Milano - Quasi 10 mila euro in Bitcoin, in 4 diversi pagamenti, per “provocare alla sua ex” lesioni personali gravissime. Era il prezzo pattuito nel ‘Dark Web’ per far sfregiare l’ex fidanzata dal 40enne manager ed esperto informatico milanese finito ai domiciliari per stalking e tentate lesioni personali aggravate, come disposto dal gip del tribunale di piazzale Clodio a Roma su richiesta del procuratore Michele Prestipino e del pm Daniela Cento. L’uomo covava un profondo sentimento di vendetta verso l’ex, una sua collega romana, e mentre le inviava fiori e messaggi insistenti.

Dopo i dinieghi della donna, l’uomo aveva contattato, attraverso la rete anonima Tor, un sito offrendo a un gruppo chiamato “Assassins” la somma di denaro in bitcoin: l’uomo, tramite un intermediario, era riuscito a reclutare un sicario al quale aveva dato istruzioni per sfregiare la ragazza con l’acido e costringerla su una sedia a rotelle. Inoltre, “l’uomo aveva cominciato a contattare insistentemente la donna al telefono tramite messaggistica istantanea invitandola ad incontri per riallacciare la relazione”, scrive il gip nell’ordinanza cautelare. 

Il progetto emerge dai capi di imputazione citati nell’ordinanza di custodia cautelare emessa dal gip, Daniela Caramico D’Auria.
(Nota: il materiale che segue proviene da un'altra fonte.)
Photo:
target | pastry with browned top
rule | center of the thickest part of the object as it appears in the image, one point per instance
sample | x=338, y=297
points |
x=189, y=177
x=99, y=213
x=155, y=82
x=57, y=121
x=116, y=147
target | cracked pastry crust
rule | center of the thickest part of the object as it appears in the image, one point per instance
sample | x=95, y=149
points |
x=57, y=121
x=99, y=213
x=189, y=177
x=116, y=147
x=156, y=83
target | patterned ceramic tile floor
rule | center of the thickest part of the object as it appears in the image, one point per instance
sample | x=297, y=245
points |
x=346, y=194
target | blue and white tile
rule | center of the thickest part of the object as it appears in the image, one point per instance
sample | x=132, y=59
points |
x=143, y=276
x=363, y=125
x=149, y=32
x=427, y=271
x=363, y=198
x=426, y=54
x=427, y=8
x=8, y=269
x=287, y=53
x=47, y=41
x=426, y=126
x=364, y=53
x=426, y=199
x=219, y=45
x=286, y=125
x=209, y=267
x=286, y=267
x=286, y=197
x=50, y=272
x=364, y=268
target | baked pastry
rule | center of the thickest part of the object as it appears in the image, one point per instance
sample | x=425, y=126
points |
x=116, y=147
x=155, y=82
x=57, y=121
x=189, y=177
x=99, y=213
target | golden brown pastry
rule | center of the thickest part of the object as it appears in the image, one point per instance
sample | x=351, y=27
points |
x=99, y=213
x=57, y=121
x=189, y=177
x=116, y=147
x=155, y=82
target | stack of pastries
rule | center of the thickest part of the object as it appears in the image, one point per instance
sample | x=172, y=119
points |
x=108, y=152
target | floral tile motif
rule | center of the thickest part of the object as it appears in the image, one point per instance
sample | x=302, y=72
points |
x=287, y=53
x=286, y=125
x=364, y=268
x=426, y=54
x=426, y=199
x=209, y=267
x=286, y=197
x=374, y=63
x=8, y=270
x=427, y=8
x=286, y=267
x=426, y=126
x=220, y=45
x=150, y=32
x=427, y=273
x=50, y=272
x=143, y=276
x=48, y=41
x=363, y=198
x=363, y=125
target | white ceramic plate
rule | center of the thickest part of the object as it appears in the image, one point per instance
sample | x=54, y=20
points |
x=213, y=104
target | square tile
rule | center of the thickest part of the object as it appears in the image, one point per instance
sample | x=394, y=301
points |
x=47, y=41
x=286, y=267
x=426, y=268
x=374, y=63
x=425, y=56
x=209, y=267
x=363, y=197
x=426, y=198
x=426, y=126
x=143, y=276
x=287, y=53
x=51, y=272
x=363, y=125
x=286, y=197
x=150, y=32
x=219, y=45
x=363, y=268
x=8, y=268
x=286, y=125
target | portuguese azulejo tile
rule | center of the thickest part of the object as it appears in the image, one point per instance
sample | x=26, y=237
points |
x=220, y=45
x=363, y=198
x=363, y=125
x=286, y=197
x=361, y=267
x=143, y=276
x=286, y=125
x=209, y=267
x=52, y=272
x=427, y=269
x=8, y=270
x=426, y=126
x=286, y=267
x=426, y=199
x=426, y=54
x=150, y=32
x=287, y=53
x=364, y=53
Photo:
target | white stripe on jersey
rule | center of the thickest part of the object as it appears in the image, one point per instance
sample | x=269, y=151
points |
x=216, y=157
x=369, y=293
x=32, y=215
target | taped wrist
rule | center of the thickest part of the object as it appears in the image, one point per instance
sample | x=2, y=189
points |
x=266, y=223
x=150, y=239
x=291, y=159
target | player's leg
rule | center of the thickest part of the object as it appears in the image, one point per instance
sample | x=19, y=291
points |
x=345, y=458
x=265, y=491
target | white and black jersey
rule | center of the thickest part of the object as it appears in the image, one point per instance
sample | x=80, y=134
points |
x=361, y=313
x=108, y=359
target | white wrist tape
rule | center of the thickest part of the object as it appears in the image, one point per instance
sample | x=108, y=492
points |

Secondo quanto emerso dalle indagini, l’uomo non aveva accettato l’interruzione della relazione tra i due avvenuta tra il novembre del 2018 e il luglio del 2020. Dopo diversi rifiuti da parte della donna, aveva commissionato a un interlocutore sul web “la ricerca di un killer fornendo per la materiale esecuzione i dati personali della donna”.

Dalle carte emerge, inoltre, che il manager aveva fornito anche indicazioni “circa la modalita’ di esecuzione”. Il tutto doveva “sembrare una rapina” e l’aggressore avrebbe “dovuto sottrarre la borsa della vittima”. “Domani carichero’ bitcoin sul portafogli - scriveva l’uomo all’interlocutore contattato nel Dark Web -. Voglio che resti paralizzata dalla schiena in giu’ e che vada sulla sedia a rotelle e le dovete tirare l’acido in faccia senza prendere gli occhi”.